The Lakers hit just 42.9 percent of their shots, their lowest mark in the playoffs. Chandler, who was traded from Charlotte last July and had been defined for so long by his infamous toe injury, was putting the "D" in Dallas like always, while contributing 11 points (5-of-8 shooting), nine rebounds and three blocks.

That's the part where Barnes was wrong in his assessment of these Mavericks. They've been anything but soft all season long, with their gritty play in a first-round win over Portland maintaining the trend and the 16-point, second-half comeback in Game 1 here doing nothing to break it.

"I feel Tyson has been our anchor defensively all season long, when he's healthy, protecting the paint, running the floor, rebounding, guarding big guys, blocking shots, changing shots," said Dirk Nowitzki, whose team ended the season ranked eighth in both field-goal defense and defensive efficiency. "I think that's when we're at our best. He brings a toughness to our paint defense and an athleticism that I haven't seen at the '5' spot since I've been a Maverick."

The Lakers spent Tuesday thinking long and hard about the team formerly known as soft. They're well aware this is a different challenge than the first-round faux pas against New Orleans, when their Game 1 loss could only be taken so seriously because of the competitive gap that had to be bridged between the two teams. The Mavs and the Lakers, on the other hand, shared identical 57-25 records this season and clearly swim in the same talent pools.

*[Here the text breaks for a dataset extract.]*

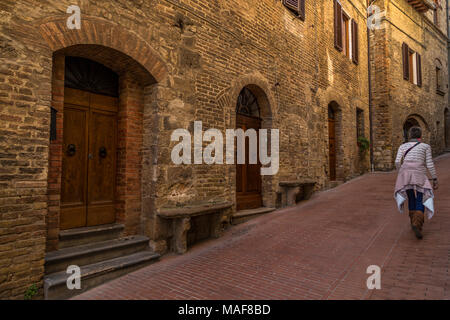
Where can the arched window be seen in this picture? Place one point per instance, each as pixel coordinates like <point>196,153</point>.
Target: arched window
<point>439,77</point>
<point>411,122</point>
<point>247,104</point>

Any fear factor of playing at Staples Center disappeared in the series opener, too. Dallas had lost 18 of its last 22 games on the Lakers' turf but is now buoyed by the belief that it can get this done.

"I believe we can do anything, to be honest with you," Chandler said. "I'm not afraid of any teams that are out there. If we play hard and we compete, we match up with any team. I feel like we have the personnel to go all the way."

The Southern California native was part of the Mavericks' ill-fated postseason history that followed their loss to Miami in the 2006 Finals when Chandler's New Orleans team upset Dallas in the first round in 2008.

"I said [in 2008] that they were the better team," Chandler said. "They were better than we were talent-wise, but we had three dogs that wouldn't go down to them [Chandler, Chris Paul and David West]. That's the type of personality I try to bring here. We've got the personnel. We're probably more talented than just about any other team in the league."

Just as Chandler did with Paul back in his Hornets days, he's hoping to continue teaming with Jason Kidd to hurt the Lakers with his trademark, acrobatic pick-and-roll sets more often in Wednesday's Game 2 (10:30 p.m. ET, TNT).

"Back in the day when I was with the Hornets, we used to have a great time on the pick-and-roll with the Lakers because of their bigs, and our guards' quickness in being able to penetrate," Chandler said. "I told the guys in this series, it's the same thing. We come in, set good picks, get penetration, make their bigs jump off to me and I'll finish. I feel like we'll have a lot more opportunities like that in this series."

A series that wouldn't be the same without Chandler.